C’est ce qui explique la visite effectuée, en ce début de seconde année de son existence à l’Ecole de Sfax, par un responsable de l’Institut Français de Coopération, sis au 87, Avenue de la Liberté à Tunis, accompagné de Gérard Moschini qu’il semblait bien connaître ; le diplomate se présentant, également, comme plasticien. Quant à sa couleur politique et donc, idéologique, elle se laissait deviner à travers un activisme paternaliste qui frisait le recours au droit d’ingérence culturelle. Attitude qui contrastait avec celle que j’ai eu à apprécier auprès d’un monsieur d’un certain âge, responsable du Relais Culturel Français de Sfax et qui pour diplomate qu’il était, n’affichait pas moins un point de vue réputé de droite. Cela ne manquait pas de cohérence, en ces années de cohabitation à la française.
Ces observations qui semblent ne pas tenir compte de l’obligation de réserve à laquelle je me dois d’être astreint, en tant que fonctionnaire, s’expliquent, par le fait que j’ai toujours considéré que la coopération culturelle n’est pas la coopération technique et que les échanges culturels se doivent d’être placés au-delà des rapports balisés par l’étiquette diplomatique.

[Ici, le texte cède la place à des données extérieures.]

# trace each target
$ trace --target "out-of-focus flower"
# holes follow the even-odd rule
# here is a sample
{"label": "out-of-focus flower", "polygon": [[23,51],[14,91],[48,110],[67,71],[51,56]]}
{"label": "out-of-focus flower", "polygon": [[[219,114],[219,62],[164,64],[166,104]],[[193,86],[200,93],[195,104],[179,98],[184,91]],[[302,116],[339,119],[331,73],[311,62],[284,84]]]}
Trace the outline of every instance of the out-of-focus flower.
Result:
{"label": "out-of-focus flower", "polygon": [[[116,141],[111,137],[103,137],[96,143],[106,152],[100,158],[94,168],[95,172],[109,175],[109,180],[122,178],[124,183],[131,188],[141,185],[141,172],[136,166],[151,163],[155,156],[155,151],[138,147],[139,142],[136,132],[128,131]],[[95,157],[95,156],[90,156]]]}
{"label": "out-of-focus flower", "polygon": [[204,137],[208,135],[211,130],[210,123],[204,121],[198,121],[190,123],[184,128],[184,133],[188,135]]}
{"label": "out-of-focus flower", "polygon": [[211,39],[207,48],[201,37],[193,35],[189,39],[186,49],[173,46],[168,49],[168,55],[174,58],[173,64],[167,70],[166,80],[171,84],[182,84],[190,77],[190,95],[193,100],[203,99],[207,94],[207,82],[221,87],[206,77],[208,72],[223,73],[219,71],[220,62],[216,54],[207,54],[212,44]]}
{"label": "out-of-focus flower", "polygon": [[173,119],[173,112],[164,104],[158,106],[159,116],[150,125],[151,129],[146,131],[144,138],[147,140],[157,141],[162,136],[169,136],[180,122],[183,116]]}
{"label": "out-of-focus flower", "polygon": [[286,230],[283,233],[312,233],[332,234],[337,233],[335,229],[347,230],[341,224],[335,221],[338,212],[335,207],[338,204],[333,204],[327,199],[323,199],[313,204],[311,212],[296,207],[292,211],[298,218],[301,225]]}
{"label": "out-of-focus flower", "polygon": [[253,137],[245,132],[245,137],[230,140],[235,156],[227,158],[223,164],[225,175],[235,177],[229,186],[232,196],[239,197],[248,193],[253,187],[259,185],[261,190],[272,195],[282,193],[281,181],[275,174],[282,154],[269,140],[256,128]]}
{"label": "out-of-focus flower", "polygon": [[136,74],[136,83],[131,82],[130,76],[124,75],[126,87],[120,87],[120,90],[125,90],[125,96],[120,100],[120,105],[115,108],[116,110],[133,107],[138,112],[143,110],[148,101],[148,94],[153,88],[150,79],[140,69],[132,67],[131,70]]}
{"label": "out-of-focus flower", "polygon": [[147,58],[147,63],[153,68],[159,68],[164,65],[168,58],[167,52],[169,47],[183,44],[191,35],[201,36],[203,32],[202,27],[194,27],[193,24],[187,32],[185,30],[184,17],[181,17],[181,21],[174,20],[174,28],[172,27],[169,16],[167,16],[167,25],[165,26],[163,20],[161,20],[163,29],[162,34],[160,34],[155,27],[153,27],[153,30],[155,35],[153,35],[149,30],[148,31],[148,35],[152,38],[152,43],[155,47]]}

La mise à niveau de la création plastique en Tunisie ne peut être l’objet d’un programme de coopération technique, sans qu’au préalable, on ait défini clairement la nature du partenariat culturel, sur la base duquel, ce programme pourrait être réalisé. Le caractère spécifique de l’activité culturelle, surtout lorsque cette dernière se rapporte à la création et non pas à l’industrie culturelle, oblige les différents acteurs de cette coopération à considérer leurs relations dans le cadre d’un véritable échange, libre et fondé sur l’estime dans laquelle chacun des partenaires se doit de tenir l’identité irréductible de l’autre.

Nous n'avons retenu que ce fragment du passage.